You are viewing a plain text version of this content. The canonical link for it is here.
Posted to dev@kafka.apache.org by Guozhang Wang <wa...@gmail.com> on 2016/05/02 00:55:52 UTC

Re: [VOTE] KIP-47 - Add timestamp-based log deletion policy

Thanks Bill.

Read through the KIP, LGTM overall. One clarification question:

With this KIP the LogManager's cleanup logic would be, for each segment

1) delete the segment if its last timestamp is < current timstamp -
log.retention.time (ms, minutes, hours, etc).
2) delete the segment if its last timestamp is < specified
log.retention.min.timestamp.

And then check again for each segment

3) delete the segment if the total size is still > log.retention.bytes.

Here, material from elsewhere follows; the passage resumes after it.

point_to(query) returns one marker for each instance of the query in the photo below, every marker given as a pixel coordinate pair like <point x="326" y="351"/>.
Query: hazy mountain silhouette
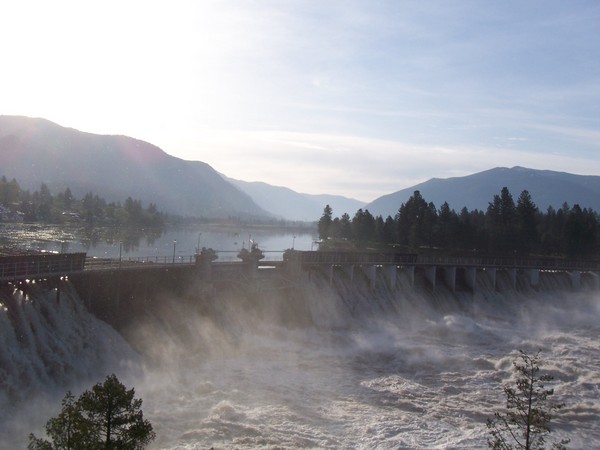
<point x="547" y="188"/>
<point x="114" y="167"/>
<point x="291" y="205"/>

My understanding is that for condition 1) and 2), the segment will be
deleted if "EITHER ONE" of them holds, not "BOTH" of them holds. Just
asking for confirmation.


Guozhang





On Thu, Apr 28, 2016 at 8:28 AM, Bill Warshaw <wd...@gmail.com> wrote:

> I'd like to re-initiate the vote for KIP-47 now that KIP-33 has been
> accepted and is in-progress.  I've updated the KIP (
>
> https://cwiki.apache.org/confluence/display/KAFKA/KIP-47+-+Add+timestamp-based+log+deletion+policy
> ).
> I have a commit with the functionality for KIP-47 ready to go once KIP-33
> is complete; it's a fairly minor change.
>
> On Wed, Mar 9, 2016 at 8:42 PM, Gwen Shapira <gw...@confluent.io> wrote:
>
> > For convenience, the KIP is here:
> >
> >
> https://cwiki.apache.org/confluence/display/KAFKA/KIP-47+-+Add+timestamp-based+log+deletion+policy
> >
> > Do you mind updating the KIP with  time formats we plan on supporting
> > in the configuration?
> >
> > On Wed, Mar 9, 2016 at 11:44 AM, Bill Warshaw <wd...@gmail.com>
> wrote:
> > > Hello,
> > >
> > > I'd like to initiate the vote for KIP-47.
> > >
> > > Thanks,
> > > Bill Warshaw
> >
>



-- 
-- Guozhang

Re: [VOTE] KIP-47 - Add timestamp-based log deletion policy

Posted by Guozhang Wang <wa...@gmail.com>.
Thanks. I'm +1 on this proposal given the comment above.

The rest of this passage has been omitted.